Excuse me for being a little skeptical and not buying into every Google public relations smokescreen story (R&D projects obviously designed to remove attention from Google’s failure to diversify beyond the mundane world of search engine advertising), and thank Apple for not telling anyone what it plans to do to reinvent the automobile.
I don’t buy it now. I don’t want to buy it in the future. Why?
I Like To Drive
The first few reasons to avoid a self-driving vehicle are obvious. First, I like to drive. Second, driverless cars will get hacked and that will cause fear, uncertainty, and doubt. Third, we don’t live in a perfectly mapped world, and neither do driverless cars.
I live in San Francisco, and the traffic here is as bad as about anywhere in the nation, and I still prefer to control where my car goes and how it gets there. If the U.S. government and major corporations and banks around the world cannot protect their customer’s data from hackers, how will an internet connected computerized driverless car avoid being hacked?
You know it’s going to happen. You don’t know when, or to whom, or to which driverless cars or trucks. But it is going to happen. Why? How? Murphy’s Law. Nothing in a computer is fool proof because fools are so ingenious.
Finally, there are issues where computers in a self-driving car just do not and will not work as well as a human. Weather. Horizontal rain, snow, dust storms, slush, ice on roads, potholes, road construction, and crazy-assed drivers already combine to keep driverless cars in need of a driver. What will a driverless car do when a deer crosses the road, or a chicken tries to get to the other side?

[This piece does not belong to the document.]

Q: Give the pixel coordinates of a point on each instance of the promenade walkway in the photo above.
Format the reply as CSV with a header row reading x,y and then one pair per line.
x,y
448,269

I’m thinking blue screen of death.
In essence, a self-driving car is a mobile robot, and robots are combinations of hardware and software– both of which are made by highly imperfect humans–and both have their own issues, which can combine to create a pretty picture of the driverless future in tests and videos, but could also prove deadly when a child darts between two parked cars into moving traffic (an alert human would slow down when children and parked cars are visible).
As part of the software, driverless cars rely on maps, and maps are a dynamic, constantly changing, constantly being updated, and constantly out of date. Where hardware and software intersect is in the sensors which tell the software what’s going on. The camera on my state-of-the-art iPhone cannot focus fast enough, or adjust exposure to match changing lighting conditions, so how is a driverless car with similar technology going to avoid the same shortcomings?
- A robot may not injure a human being or, through inaction, allow a human being to come to harm.
- A robot must obey the orders given it by human beings, except where such orders would conflict with the First Law.
- A robot must protect its own existence as long as such protection does not conflict with the First or Second Laws.
If humans cannot follow such laws appropriately in all situations, and they cannot, how could we expect machines (robots) to adhere to such laws. Sorry, Apple. Sorry, Google. No driverless car for me.